The scene starts with Sorcerer Yen Sid working on his magic and his apprentice Mickey doing the chores. After some magic, Yen Sid put his hat down and retired to his chambers.
When he was out of sight, Mickey puts the hat on and tries the magic on a broom. He commanded the broom to carry buckets of water to fill a cauldron. Mickey is satisfied, he sat on the chair and fell asleep.
He dreamed he was a powerful sorcerer high on top of a penicle commanding the stars, planets, and water. Mickey wakes up to find the room was filled with water, the cauldron was overflowing, and the broom is not stopping. Mickey tries to stop the broom but with no success. He grabs an axe and chops the broom into pieces. Just when it's all over, the pieces began to grow into more brooms with buckets of water. They keep going to the vat and fill it up. Mickey tries to get the water out but there were too many brooms. Mickey goes to a book and looks for a spell to stop the brooms. Mickey finds himself in a whirlpool. Just then, Yen Sid comes in and sees this and with a wave of his hands, the water descends and the army of brooms decreased to one broom.
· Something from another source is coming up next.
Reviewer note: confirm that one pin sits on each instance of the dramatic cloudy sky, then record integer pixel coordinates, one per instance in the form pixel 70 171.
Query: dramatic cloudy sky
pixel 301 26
Yen Sid glares at Mickey, who gives him back his hat and the broom. He picks up the buckets and started back slowly to finish his chores. At the end, Yen Sid whacks Mickey from behind with the broom and Mickey runs out.
After the piece is over, Mickey runs to Leopold Stokowski and congratulate each other and Mickey exits and Leopold waves goodbye.
Originally, at the part when Mickey uses an axe to chop the broom into pieces, instead of just showing their shadows, they were going to show all of Mickey chopping the broom. After chopping the broom to smithereens, the axe had appeared to have its blade broken. Mickey pouted in disgust, threw the axe away, then sighed in exhaust. This was considered to have too much grim drama, so, in the end, they only showed their shadows. Also, in comparison, the axe had a much rougher edge than in the final animation. The deleted animation was included as a bonus feature on the DVD and Blu-ray releases of the two Fantasia films, as well as the Mickey Mouse in Living Color, Volume 2 DVD set.